Racconti di fabbrica - 1°

Day 2,616, 15:39 Published in Italy Italy by Cekista


Con felicità apriamo la rubrica "Racconti di fabbrica", dove pubblicheremo i racconti che la nostra redazione riceverà.

Avanti compagni, il sole rosso del Comunismo ci attende!





La sirena della fabbrica era appena suonata, quando il compagno Sokolov uscì per tornare a casa. Era stanco ma felice: un nuovo giorno donato alla causa socialista. Il vento pungente, carico di umidità, soffiava con forza e pareva che si addentrasse fin sotto la pesante giacca, fin dentro il costato. Il volto nero e le mani sporche di grasso erano avvolti rispettivamente nel bavero del colletto e nelle tasche, mentre con le dita giocava con una piccola moneta di metallo.
"Potrei andare al Comitato di Quartiere a farmi un bicchierino con gli altri compagni, prima di andare a dormire", pensò Sokolov.

Erano passati parecchi anni dalla Rivoluzione. Si trovava bene, nel "nuovo mondo". Aveva la possibilità di fare una cosa che non aveva mai fatto: decidere. Eppure era un semplice operaio, non faceva parte dell'intellighenzia che fino ad alcuni anni prima comandava e sfruttava. Ora decidevano loro, insieme ai compagni del Commissariato del Popolo all'Industria Pesante, quanto, come e cosa produrre: il tutto era per la collettività e non per placare quel misero sentimento animale della sopravvivenza.
Tanti compagni come lui erano contenti del nuovo sistema, erano più tranquilli e rilassati nonostante il duro lavoro fosse tale e quale a prima. Ma lavoravano con un piglio diverso, erano smossi da una volontà dirompente: lavorare ora per non lavorare più come prima. Basta sfruttamento, basta condizioni di vita immiserenti.
Erano contenti, stanchi ma contenti.

Si pativa ancora la fame, non sempre, ma ogni tanto sì. La Guerra Civile aveva distrutto gran parte delle fattorie collettive e delle riserve di grano per colpa di quelli che non avevano il coraggio e la volontà di muoversi verso una società migliore, coloro che hanno difeso a spada tratta i loro privilegi da ricchi possidenti. Almeno una volta all'anno, tra gennaio e febbraio, bisognava ritirare la tessera annonaria per il razionamento, anche se non era così feroce come alcuni anni fa. Ma era necessario: la colpa non era loro, nemmeno dei Commissari del Popolo. La colpa era dei ricchi, degli sfruttatori, della borghesia. Di coloro che si macchiavano del più grave crimine umano, lo sfruttamento dell'uomo sull'uomo.
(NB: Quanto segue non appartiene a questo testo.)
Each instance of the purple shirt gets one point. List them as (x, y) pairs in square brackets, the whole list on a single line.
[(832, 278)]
Il compagno Sokolov non aveva studiato, la sua famiglia non poteva permetterselo e sotto il vecchio regime se nascevi povero così morivi. Ora era diverso. I bambini andavano a scuola e studiavano fino alla laurea, gratuitamente. L'istruzione era la cosa più importante e lo era anche per lavorare in fabbrica. Per questo motivo era sempre attraversato da un sentimento contrastante, un misto tra felicità per gli altri e un pizzico di invidia.

Mentre pensava a quante cose erano cambiate, si passò una mano sulla bocca per togliere i piccoli pezzi di ghiaccio che si formavano sui baffi bianchi. Girò l'angolo e incrociò la strada con due guardie della Milizia Popolare che chiacchieravano tra loro. Con un gesto naturale, pur non conoscendosi, si salutarono:"Buona sera, compagno!". "Buona sera a voi, compagni miliziani!", gli rispose sorridendo, tirando i muscoli del viso contratti dal freddo.

Camminò ancora, attraversò il ponte sul fiume e sentì che pian piano il vento si calmava: nonostante ciò, il freddo pungente gli infastidiva le labbra, gli occhi, il naso e le gote, che erano rosse come dopo aver bevuto un'intera bottiglia di vodka.

Dopo poco, intravide la luce del locale dove si riuniva il Comitato di Quartiere. Ciò significava molte cose: che era arrivato a casa, che si sarebbe riscaldato vicino alla legna ardente, che avrebbe condiviso un bicchiere con i compagni e avrebbe chiacchierato di qualsiasi cosa, del lavoro, di politica, della guerra.

Era contento e per questo accelerò il passo per arrivare più velocemente.